For all that, Lemuel knew that the depression that filled him had little to do with the unexpected reaction to all the arrests. His home situation had continued to deteriorate and there was little there now to give him the peace and tranquility that he so badly needed. His mate, Onniel, refused to speak to him. She had not said a word to him for weeks now. She lived in silence, his attempts to address her ended by her walking away. His home was a cold and lonely place, unwelcoming and hostile. He had tried, he had tried hard. He had even stayed away from the Temple of Ceaseless Compliance for a few days in an effort to reconcile Onniel but the gesture had been ignored. The effort had actually made him ill and his return to the Temple had been the only thing that had calmed his spirit. Almost unconsciously, what had started as random wandering through the st
reets of the Eternal City was taking him there now.
“Your spirit is deeply troubled Brother?” Perpetiel-Lan-Paschar spoke with concern mixed with pride that he, a lowly Bene-Elohim, should be allowed to address such a distinguished Ophanim as ‘brother’. And the perception that the exalted Ophanim should have a troubled spirit was no surprise to him. A great deal of effort was being made to ensure than Lemuel’s spirit was as troubled as possible. Why, Perpetiel wasn’t quite sure, but there was no doubt that troubling Lemuel’s spirit was one of Michael-Lan’s higher priorities.
“It is, deeply so. The arrests today… . . ” Lemuel broke off, his words failing him.
“Ah, yes. Indeed, it is a sad day for the Host. That so many should have turned their faces from the True Path and neglected their duty to The One Above Us All. Truly, the spirit of the Eternal Enemy must have possessed them.” Perpetiel looked as if he was about to weep at the very concept.
Now that was an interesting thought. Lemuel’s mind lifted clear of the clouds of depression that enveloped it. His troubles had started with the death of Satan at the hands of humans. Had his malignant spirit, freed from his body, become more powerful in death than it could ever have been in life? Was it possessing members of the Angelic Host and leading them to perdition?
“It is not the arrests themselves, brother, that trouble me so.

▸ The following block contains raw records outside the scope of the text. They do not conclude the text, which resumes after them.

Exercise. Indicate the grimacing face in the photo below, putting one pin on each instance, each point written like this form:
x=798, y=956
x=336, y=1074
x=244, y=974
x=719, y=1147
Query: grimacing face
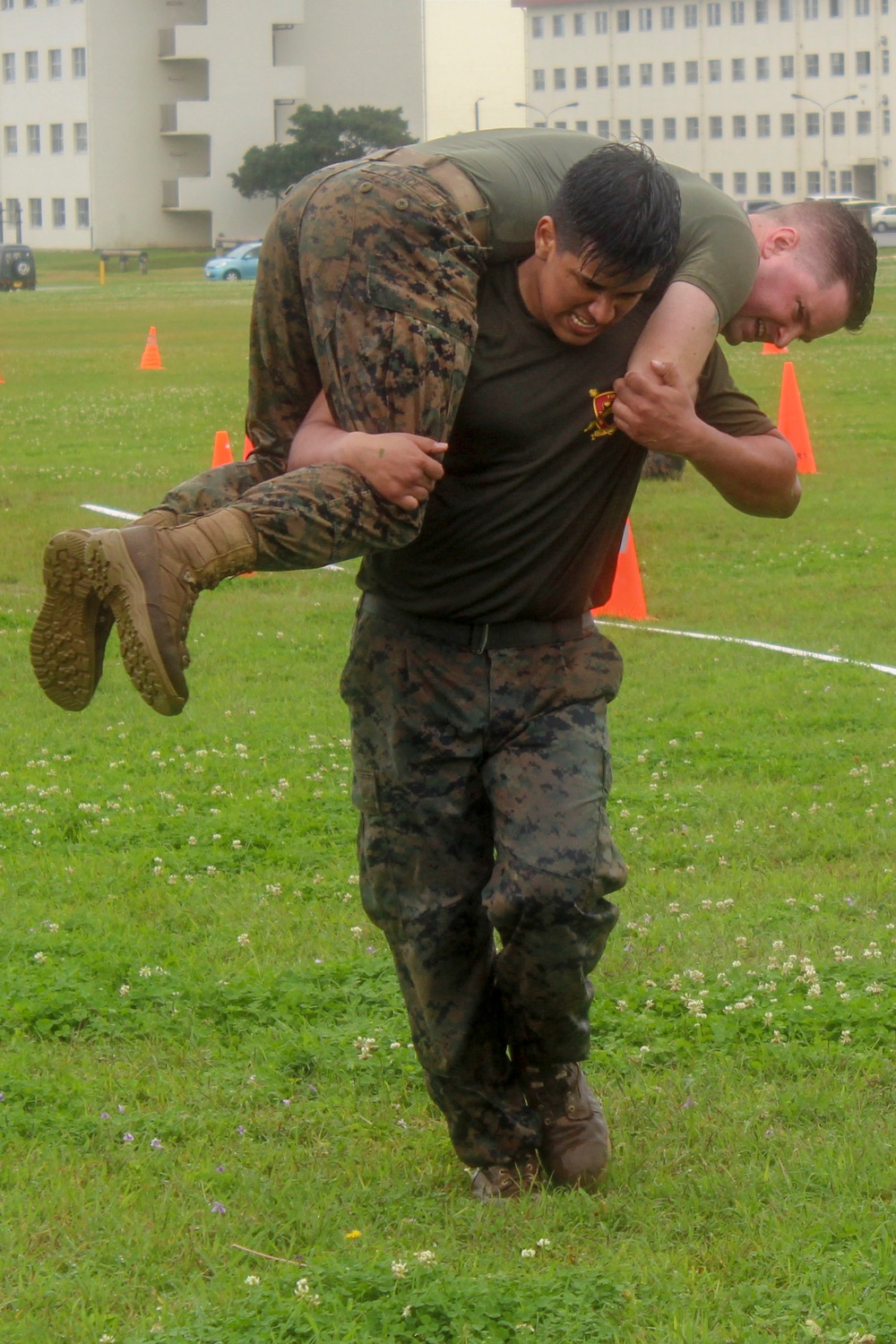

Sometimes, even the best-willed are led astray.” Careful, don’t hint that you include the congregation of the Temple of Ceaseless Compliance in that category. “It is the reaction of the Angelic Host itself. I had expected rejoicing and exultation that the threat to Our Almighty Father had been removed. Instead, I see fear and suspicion.”
As they had been speaking, Lemuel and Perpetiel had drifted off the street into the Temple itself. Unnoticed by Lemuel, Perpetiel had glanced around to ensure that the opiate-loaded scent baskets were in place and already filling the air with their sublime odor. “Brother, does this surprise you? The Eternal Enemy always has been sly and devious in his ways. If he is indeed dead and never to return, does it not surprise you that his successor would be of equal qualities? So the Host fear that they too, have been swept up into the net and deceived unknowingly. When they realize how much work the League of Holy Court has placed into hunting down all those afflicted, they will realize they are safe and their joy will become manifest.”